L’ex tête pensante de Felt continue de nous intriguer avec sa pop subversive.
Mais qui est donc véritablement Lawrence Hayward ? Ce type étrange que l’on a toujours connu coiffé d’un couvre-chef serait-il une sorte de Dr Jekyll et Mr Hyde de la pop indé ? Une personnalité double qui pendant une décennie est parvenue, avec un évident talent d’illusionniste, à cacher à tout le monde sa véritable nature sans éveiller jamais un seul soupçon ? Ou bien a-t-on affaire à quelqu’un capable de réduire à néant sur un coup de tête son ancien personnage d’idole indie souffreteuse pour créer un autre olibrius à guitare totalement méconnaissable afin de se refaire une santé artistique ?
Parce que vous l’aurez bien compris, depuis la fin de Felt, Lawrence ne fait plus, mais alors plus du tout du Felt. Après l’arrêt brutal de son premier groupe en 1989, il aurait été logique d’attendre de sa part qu’il essaye de tirer les marrons du feu et de réparer certaines injustices (comprenez son projet inachevé de devenir un jour une star ultra-célèbre) en maquillant sa musique pour la rendre plus estimable aux oreilles de ceux qui n’y avaient pas encore adhéré. Mais non.

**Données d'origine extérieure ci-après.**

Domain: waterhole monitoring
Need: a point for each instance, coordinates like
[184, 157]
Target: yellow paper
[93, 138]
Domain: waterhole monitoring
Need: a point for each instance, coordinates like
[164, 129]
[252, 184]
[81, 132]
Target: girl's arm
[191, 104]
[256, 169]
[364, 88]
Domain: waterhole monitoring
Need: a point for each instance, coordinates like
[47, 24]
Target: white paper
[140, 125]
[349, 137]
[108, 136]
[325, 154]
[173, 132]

Lawrence a fait le choix de définitivement dynamiter son groupe, d’en faire des confettis, et de les disperser « façon puzzle », pour ne plus jamais avoir à revenir là-dessus. Car du brouzouf, celui que le magazine Loud & Quiet a dernièrement baptisé « le Picasso de la pop », aurait pu en faire maintenant que Felt est devenu par la force des choses un groupe culte.
Bon, d’accord, pas beaucoup on vous l’accorde, mais tout de même de quoi lui permettre de pouvoir boucler confortablement les fins du mois. À contrario de tous ces groupes qui se sont reformés ces dernières années – la plupart davantage par opportunité que pour l’amour de l’art (on ne citera pas de noms…) – Lawrence lui, n’a jamais voulu réveiller la belle endormie pour se remplir les poches.

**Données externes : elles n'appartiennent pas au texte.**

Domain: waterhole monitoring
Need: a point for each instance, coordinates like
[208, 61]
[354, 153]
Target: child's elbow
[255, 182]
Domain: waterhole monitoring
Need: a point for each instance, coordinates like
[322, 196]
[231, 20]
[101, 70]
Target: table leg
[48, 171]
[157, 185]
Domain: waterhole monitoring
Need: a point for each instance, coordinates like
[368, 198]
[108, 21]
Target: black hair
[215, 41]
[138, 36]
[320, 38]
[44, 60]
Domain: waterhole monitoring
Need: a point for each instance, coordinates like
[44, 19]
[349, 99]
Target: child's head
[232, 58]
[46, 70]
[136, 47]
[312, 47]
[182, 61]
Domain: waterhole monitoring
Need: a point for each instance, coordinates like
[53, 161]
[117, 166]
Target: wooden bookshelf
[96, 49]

Pourtant, ceux qui ont pu voir le film Lawrence of Belgravia sorti en 2011 n’ont pas eu de mal à constater que la santé physique et financière de notre bonhomme ne devait pas être au plus haut. Mais c’est ainsi que la chose a été actée depuis longtemps. Felt c’était 10 albums et 10 singles en 10 ans et basta. L’œuvre (extraordinaire s’il en est, et dont les cinq premiers albums sortis entre 1982 et 1986 viennent de faire l’objet d’une réédition) possède cette aura immaculée qu’il eut été trivial de pervertir avec de vaines tentatives de reformations à la petite semaine.
Avec Denim, mais surtout avec Go-Kart Mozart, Lawrence a donc décidé un beau jour de se lancer dans « la pop commerciale ». Mais vous pensez bien qu’il s’agit-là ni plus ni moins que d’une vaste blague. Car même s’il voulait s’en donner les moyens, il ne bernerait personne bien longtemps. Oui, pour être pop, ce Mozart’s Mini Mart est l’est bel et bien. Mais pour le côté commercial, on repassera. À l’écoute du titre « Zelda’s in the Spotlight », on se rend vite compte que notre ami n’a décidément pas le sens des affaires. Ce n’est certainement pas avec un morceau tarabiscoté comme «Relative Poverty», qu’il deviendra la rock-star qu’il a toujours rêvé d’être. Cette sorte de glam-rock fauché qu’il produit avec Go-Kart Mozart est à l’image de la pochette : criarde, tape à l’œil et outrancière.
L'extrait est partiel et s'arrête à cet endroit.